Loneliness used to be a word spat out with hate, a word to be destroyed.  For a time, nothing worse could be imagined that this mere fact. A person on their own. While sometimes you still glimpse fear as it crumples the corners of you papers as it tries to dart into the familiar corners of your heart-- but mostly loneliness has a different relationship. It is more like plunging deeply into a warm calm ocean with eyes open. You can see the surface of the sky from here. Looking up. Thoughts. Words. Actions.  Loneliness gives you confidence. To do things not often done. To step out of the humdrum.

Sorrow

Sorrow inevitably unfolds from things that cannot be changed. Things that cannot be changed are some of the hardest the deal with. What to do with a memory, an emotion, a guilt, a pain, a sadness?  Caused by you or unable to be stopped by you or happened to you. Sorrow is sorrow and nothing to change it. Sorrow slips into your mind like black ink. By letting it remain there it can become heavy and dark in your thoughts, a liquid pool of dense emotion, of doubt or guilt, of jolted dreams and stomach aches. Letting the black ink of sorrow slip and slide out splashing onto paper, vibrating into space, releasing your sound into the universe, reaching another’s ear, commiserating. Sorrow seems to dwindle through the act of expression.

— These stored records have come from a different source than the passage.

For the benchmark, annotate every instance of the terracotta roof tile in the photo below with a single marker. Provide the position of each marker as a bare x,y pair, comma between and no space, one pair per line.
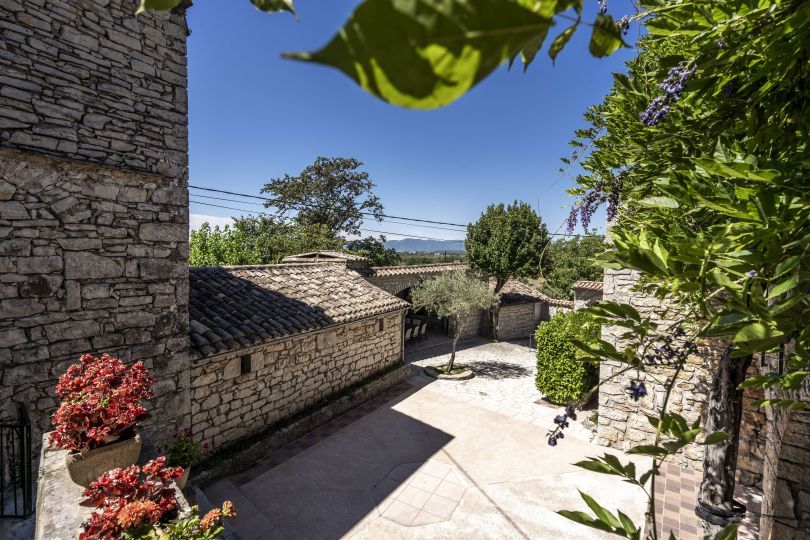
434,268
240,306
588,285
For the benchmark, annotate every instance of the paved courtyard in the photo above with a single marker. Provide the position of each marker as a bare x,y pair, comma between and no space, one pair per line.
431,459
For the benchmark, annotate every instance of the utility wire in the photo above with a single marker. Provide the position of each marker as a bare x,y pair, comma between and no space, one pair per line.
310,206
365,230
363,213
386,220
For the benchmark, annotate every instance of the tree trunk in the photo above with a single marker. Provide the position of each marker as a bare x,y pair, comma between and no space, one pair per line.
456,334
495,310
724,414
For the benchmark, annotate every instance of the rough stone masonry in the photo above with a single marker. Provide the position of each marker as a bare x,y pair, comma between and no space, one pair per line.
93,198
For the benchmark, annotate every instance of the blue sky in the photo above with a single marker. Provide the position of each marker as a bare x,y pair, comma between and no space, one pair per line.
254,116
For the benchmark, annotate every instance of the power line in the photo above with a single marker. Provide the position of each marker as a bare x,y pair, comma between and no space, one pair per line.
365,230
310,206
386,220
363,213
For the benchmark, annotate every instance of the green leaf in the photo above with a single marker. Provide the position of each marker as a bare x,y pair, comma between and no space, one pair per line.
757,336
425,54
156,5
602,513
272,6
659,202
561,40
606,37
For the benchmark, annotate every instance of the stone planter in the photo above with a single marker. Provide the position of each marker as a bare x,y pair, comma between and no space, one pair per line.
436,374
85,467
181,482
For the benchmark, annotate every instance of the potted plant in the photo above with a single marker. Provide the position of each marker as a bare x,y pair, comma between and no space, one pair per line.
131,500
101,403
184,454
209,527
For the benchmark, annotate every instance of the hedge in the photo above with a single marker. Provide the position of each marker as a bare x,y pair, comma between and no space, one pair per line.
560,377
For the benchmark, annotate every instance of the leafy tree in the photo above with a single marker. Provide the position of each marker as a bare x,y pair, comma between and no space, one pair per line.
256,240
561,374
331,192
572,259
375,250
396,53
507,242
453,295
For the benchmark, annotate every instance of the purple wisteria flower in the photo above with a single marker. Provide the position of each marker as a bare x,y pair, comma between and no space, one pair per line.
673,87
624,24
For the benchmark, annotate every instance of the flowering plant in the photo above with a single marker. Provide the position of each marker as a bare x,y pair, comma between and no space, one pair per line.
101,398
210,527
185,450
130,501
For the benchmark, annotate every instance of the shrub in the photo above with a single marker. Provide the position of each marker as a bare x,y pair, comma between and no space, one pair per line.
100,399
130,499
560,376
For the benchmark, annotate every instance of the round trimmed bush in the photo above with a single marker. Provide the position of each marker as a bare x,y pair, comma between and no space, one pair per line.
560,376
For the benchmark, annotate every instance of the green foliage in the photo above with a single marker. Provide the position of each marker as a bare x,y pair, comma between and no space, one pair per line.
256,240
572,260
452,294
561,374
331,193
508,241
374,249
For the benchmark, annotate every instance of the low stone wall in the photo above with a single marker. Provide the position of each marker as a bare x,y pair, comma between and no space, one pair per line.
622,421
518,320
241,393
93,259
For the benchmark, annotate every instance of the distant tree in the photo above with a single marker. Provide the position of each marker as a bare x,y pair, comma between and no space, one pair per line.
453,294
507,242
331,192
571,260
256,240
374,249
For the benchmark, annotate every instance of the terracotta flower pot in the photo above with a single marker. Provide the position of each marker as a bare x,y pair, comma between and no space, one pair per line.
181,482
85,467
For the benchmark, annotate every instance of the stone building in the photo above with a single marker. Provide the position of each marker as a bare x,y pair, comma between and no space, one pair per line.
93,198
586,293
774,450
269,342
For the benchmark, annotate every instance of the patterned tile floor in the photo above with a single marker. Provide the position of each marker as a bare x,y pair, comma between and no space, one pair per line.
429,492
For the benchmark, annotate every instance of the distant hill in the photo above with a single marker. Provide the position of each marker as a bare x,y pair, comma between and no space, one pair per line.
415,245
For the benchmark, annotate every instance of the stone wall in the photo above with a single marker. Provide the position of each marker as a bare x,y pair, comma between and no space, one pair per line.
518,320
93,198
286,377
786,469
91,81
622,421
92,259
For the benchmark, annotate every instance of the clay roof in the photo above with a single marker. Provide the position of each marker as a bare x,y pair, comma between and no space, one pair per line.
516,292
239,306
321,255
588,285
419,269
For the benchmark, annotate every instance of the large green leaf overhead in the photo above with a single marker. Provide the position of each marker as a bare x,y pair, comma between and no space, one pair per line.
425,54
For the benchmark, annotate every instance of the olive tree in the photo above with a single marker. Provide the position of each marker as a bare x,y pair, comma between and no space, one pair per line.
453,295
506,242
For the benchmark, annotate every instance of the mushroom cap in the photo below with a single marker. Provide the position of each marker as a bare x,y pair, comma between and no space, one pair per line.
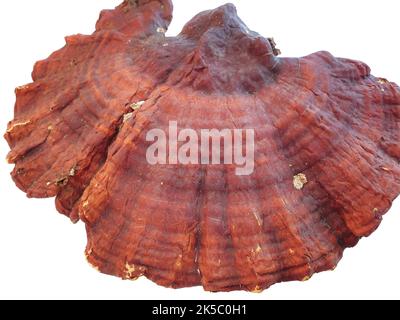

Saturday, November 02, 2013

dark warm windy nights.

Last night a warm wind blew across the city. A strange warm wind, at once gentle and warm, at the same time violent enough to rip the screen off my window and send it colliding with the pavement below.

I walked out to a park in the dark. From far back you see the black sillouette of park benches backdropped against the city below. The edge of nothingness. It's quiet. The lights glimmer silently. The wind whips at my coat. My music blares in my ears. Frenic music that blocks out the silence.

Sitting there. On the edge of darkness.

I feel that burning in my chest. The familiar welcome yet unwelcome feeling. I tried so hard to do it all my way. But here I am. It doesn't feel like my way. It feels like a trap. The trap I always knew it would be. The trap I wanted to avoid. But here I am.

I wanted to be different. I wanted to do it all differently. But somehow I did it just the same.